In [8]:
import os

from pyspark import SparkConf
from pyspark.sql import SparkSession

### Dataset link
<b> https://www.kaggle.com/datasets/carlosgdcj/genius-song-lyrics-with-language-information </b>

##### Configuring access to s3 bucket

In [9]:
access_key = os.getenv("AWS_ACCESS_KEY_ID")
secret_key = os.getenv("AWS_SECRET_ACCESS_KEY")

s3_url = 's3a://genius-lyrics-dataset/song_lyrics.csv'

##### Setting up spark environment to use the s3 bucket

In [10]:
conf = SparkConf()
conf.set('spark.hadoop.fs.s3a.access.key',access_key)
conf.set('spark.hadoop.fs.s3a.secret.key', secret_key)
conf.set('spark.hadoop.fs.s3a.aws.credentials.provider', 'org.apache.hadoop.fs.s3a.SimpleAWSCredentialsProvider')
conf.set('spark.jars.packages', 'org.apache.hadoop:hadoop-aws:3.3.4')

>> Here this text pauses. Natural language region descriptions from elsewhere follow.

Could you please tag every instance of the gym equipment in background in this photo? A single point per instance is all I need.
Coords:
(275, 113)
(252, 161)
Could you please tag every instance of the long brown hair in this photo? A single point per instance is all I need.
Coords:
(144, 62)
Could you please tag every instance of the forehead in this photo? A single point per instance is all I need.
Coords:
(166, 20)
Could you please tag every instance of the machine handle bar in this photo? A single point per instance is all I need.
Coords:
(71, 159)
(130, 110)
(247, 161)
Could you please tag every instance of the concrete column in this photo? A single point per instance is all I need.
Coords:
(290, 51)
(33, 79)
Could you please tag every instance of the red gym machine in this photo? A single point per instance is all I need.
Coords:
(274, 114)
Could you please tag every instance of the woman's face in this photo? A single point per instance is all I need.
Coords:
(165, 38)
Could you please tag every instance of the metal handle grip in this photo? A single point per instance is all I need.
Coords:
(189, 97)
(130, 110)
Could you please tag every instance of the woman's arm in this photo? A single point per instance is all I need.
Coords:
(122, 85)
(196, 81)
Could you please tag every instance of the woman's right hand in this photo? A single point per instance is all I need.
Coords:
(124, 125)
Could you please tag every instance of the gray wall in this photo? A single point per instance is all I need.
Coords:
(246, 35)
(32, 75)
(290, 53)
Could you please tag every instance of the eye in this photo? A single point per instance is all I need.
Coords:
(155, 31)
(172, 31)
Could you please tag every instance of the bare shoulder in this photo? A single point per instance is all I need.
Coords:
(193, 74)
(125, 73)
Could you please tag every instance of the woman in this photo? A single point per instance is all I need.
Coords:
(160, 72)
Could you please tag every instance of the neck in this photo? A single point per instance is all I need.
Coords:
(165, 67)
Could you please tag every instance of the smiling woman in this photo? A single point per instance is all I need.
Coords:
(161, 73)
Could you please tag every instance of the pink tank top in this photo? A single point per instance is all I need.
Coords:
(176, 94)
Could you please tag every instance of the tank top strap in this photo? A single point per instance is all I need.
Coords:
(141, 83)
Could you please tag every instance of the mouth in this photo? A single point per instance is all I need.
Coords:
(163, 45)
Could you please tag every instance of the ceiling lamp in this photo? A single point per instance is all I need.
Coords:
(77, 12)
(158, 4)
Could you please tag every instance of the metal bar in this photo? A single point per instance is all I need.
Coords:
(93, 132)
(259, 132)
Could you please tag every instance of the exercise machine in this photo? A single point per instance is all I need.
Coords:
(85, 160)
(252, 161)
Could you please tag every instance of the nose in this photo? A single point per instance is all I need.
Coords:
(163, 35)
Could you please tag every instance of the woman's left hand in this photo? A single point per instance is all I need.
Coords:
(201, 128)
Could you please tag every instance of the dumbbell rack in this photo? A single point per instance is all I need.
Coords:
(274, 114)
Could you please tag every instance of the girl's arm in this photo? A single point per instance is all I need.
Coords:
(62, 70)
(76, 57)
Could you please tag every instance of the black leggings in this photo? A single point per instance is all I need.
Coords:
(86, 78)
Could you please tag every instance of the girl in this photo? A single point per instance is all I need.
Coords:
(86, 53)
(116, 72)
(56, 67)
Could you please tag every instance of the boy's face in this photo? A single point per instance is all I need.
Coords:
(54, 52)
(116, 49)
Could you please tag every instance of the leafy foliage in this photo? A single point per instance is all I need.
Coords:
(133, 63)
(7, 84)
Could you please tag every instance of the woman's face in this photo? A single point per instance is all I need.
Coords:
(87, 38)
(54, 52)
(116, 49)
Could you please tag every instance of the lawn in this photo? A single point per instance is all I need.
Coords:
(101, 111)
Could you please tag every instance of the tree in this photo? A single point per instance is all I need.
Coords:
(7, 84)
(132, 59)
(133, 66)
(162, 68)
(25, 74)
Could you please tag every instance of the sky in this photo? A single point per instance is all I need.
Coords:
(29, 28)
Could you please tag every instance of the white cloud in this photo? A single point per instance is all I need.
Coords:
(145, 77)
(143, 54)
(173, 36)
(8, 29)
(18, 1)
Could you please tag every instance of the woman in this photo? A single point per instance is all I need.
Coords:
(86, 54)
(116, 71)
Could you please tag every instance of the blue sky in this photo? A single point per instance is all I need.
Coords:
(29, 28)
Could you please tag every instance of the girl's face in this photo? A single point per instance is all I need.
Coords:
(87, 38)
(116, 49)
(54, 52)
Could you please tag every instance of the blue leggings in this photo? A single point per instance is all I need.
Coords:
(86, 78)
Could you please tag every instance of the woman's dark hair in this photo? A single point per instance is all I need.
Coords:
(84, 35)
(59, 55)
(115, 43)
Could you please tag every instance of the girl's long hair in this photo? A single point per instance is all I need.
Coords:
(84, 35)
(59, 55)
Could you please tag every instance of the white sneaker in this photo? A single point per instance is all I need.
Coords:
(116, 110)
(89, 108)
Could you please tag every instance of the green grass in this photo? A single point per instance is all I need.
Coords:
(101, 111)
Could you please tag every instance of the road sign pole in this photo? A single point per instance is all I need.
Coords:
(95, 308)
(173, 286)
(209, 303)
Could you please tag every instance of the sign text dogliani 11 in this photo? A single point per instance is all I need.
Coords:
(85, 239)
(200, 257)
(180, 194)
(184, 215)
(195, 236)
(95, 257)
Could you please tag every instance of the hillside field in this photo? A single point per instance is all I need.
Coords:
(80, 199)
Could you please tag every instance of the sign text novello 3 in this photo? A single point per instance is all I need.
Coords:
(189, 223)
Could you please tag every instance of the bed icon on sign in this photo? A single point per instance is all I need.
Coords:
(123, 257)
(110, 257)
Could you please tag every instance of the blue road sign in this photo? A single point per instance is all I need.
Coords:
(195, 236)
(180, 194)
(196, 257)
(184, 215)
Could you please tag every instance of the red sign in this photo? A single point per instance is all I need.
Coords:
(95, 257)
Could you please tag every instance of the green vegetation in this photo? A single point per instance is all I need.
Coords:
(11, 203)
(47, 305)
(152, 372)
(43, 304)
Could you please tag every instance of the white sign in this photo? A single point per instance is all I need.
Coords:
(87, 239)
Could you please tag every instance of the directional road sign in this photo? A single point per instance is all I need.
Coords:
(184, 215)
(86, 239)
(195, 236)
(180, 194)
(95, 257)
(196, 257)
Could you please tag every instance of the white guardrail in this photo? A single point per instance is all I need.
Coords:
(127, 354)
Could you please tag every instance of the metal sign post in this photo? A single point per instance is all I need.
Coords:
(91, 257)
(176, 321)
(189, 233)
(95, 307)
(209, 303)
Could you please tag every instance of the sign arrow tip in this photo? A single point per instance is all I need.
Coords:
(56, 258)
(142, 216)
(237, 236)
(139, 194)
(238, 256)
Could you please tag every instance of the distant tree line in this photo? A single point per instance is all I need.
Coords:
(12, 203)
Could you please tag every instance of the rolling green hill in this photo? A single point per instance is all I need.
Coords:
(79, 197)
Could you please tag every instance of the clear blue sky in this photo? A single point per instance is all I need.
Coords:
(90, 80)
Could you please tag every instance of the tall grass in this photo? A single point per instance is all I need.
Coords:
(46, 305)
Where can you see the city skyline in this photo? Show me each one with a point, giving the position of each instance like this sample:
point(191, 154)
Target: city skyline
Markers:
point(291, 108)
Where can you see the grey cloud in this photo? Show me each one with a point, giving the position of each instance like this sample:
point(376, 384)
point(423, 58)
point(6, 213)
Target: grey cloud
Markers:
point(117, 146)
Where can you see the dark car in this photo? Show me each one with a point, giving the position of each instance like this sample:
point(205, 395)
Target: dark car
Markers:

<pyspark.conf.SparkConf at 0x7fb770ad5520>

##### Creating spark session

In [11]:
spark = SparkSession.builder.config(conf=conf).getOrCreate()

##### Reading the data, using quote and escape to count for the ","s in the middle of the data

In [12]:
df = spark.read.option("header", "true") \
        .option("multiline", "true") \
            .option("quote", "\"") \
                .option("escape", "\"") \
                .csv(s3_url)

In [13]:
df.show()

+--------------------+---+---------+----+------+--------------------+--------------------+---+-------------+-----------+--------+
|               title|tag|   artist|year| views|            features|              lyrics| id|language_cld3|language_ft|language|
+--------------------+---+---------+----+------+--------------------+--------------------+---+-------------+-----------+--------+
|           Killa Cam|rap|  Cam'ron|2004|173166|{"Cam\\'ron","Ope...|[Chorus: Opera St...|  1|           en|         en|      en|
|          Can I Live|rap|    JAY-Z|1996|468624|                  {}|[Produced by Irv ...|  3|           en|         en|      en|
|   Forgive Me Father|rap| Fabolous|2003|  4743|                  {}|Maybe cause I'm e...|  4|           en|         en|      en|
|        Down and Out|rap|  Cam'ron|2004|144404|{"Cam\\'ron","Kan...|[Produced by Kany...|  5|           en|         en|      en|
|              Fly In|rap|Lil Wayne|2005| 78271|                  {}|[Intro]\nSo they ...|

##### Filtering out the books, podcast and other unnecssary data

In [7]:
music = df.filter(df["tag"] != "misc")

In [8]:
music.show()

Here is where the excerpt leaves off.